An important part of machine learning is model deployment: deploying a machine learning mode so other applications can consume the model in production. An effective way to deploy a machine learning model for consumption is via a web service. This tutorial will cover the steps required from getting your data and training a model with it to deploying your model as a web service to Cloud Foundry.

Learning objectives

Upon completion of this tutorial, you will know how to export a machine learning model and create a web service that will expose your model for other applications to use via a Cloud Foundry application or Docker container.

Prerequisites

This tutorial requires the following:

  • Basic understanding of Python
  • Experience using SciKit
  • Basic understanding of REST
  • An IBM Cloud account
  • Familiarity with Jupyter Notebook
  • IBM Cloud CLI
  • Docker and a Docker Hub account

Estimated time

This tutorial should take 15-30 minutes to complete.

Steps

Get the data

The first step of deploying a machine learning model is having some data to train a model on. The data to be generated will be a two-column dataset that conforms to a linear regression approximation:

  1. Create a directory for the project. In it, create a directory for your training files called train.
  2. For this tutorial, some generated data will be used. We can create a new Jupyter Notebook in the train directory called generatedata.ipynb. You can generate the data by running the following Python code in a notebook cell:

     import numpy as np
    
     x = np.arange(-5.0, 5.0, 0.1)
     y = 2*(x) + 3
     y_noise = 2 * np.random.normal(size=x.size)
     ydata = y + y_noise
    
  3. You can view the generated data as a data frame by running the following code:

     import pandas as pd
    
     df = pd.DataFrame()
     df['Independent Variable'] = x
     df['Dependent Variable'] = ydata
     df.head()
    
  4. Export the data to a CSV file so it can be used to train the model:

     df.to_csv('data.csv', sep=',')
    

Train the model

After the data has been exported, a machine learning model can be trained on it. This tutorial will use the SciKit Learn Linear Regression Model.

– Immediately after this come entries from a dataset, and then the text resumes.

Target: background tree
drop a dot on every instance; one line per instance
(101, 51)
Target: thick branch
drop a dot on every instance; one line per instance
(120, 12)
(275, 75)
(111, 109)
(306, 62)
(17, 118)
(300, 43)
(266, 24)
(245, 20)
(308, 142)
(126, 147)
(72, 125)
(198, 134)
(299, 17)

  1. Create a new Jupyter Notebook in the train directory called train.ipynb, and import and view the data that was just exported with the following code:

     import pandas as pd
    
     df = pd.read_csv('data.csv')
     df.head()
    
  2. Use the SciKit model to train the model:

     from sklearn.linear_model import LinearRegression
     import numpy as np
    
     lm = LinearRegression()
     X = np.asanyarray(df[['Independent Variable']])
     Y = np.asanyarray(df[['Dependent Variable']])
     lm.fit(X, Y)
    
  3. After the model has been trained, you look at some predictions by using the lm.predict() function:

     lm.predict([[-2], [0], [4]])
    

    Which should result in the following output:

     array([[-0.84154182],
            [ 3.20582465],
            [11.3005576 ]])
    
  4. Use pickle to export our model object as a binary, which can be used by the web service that will be created in the next step:

     import pickle
    
     pickle.dump(lm, open("../deploy/linearmodel.pkl","wb"))
    

Expose the model as a web service

Exposing the model as a web service can be done by creating a Python Flask application with an endpoint that can take a JSON body of features and return a prediction based on those features.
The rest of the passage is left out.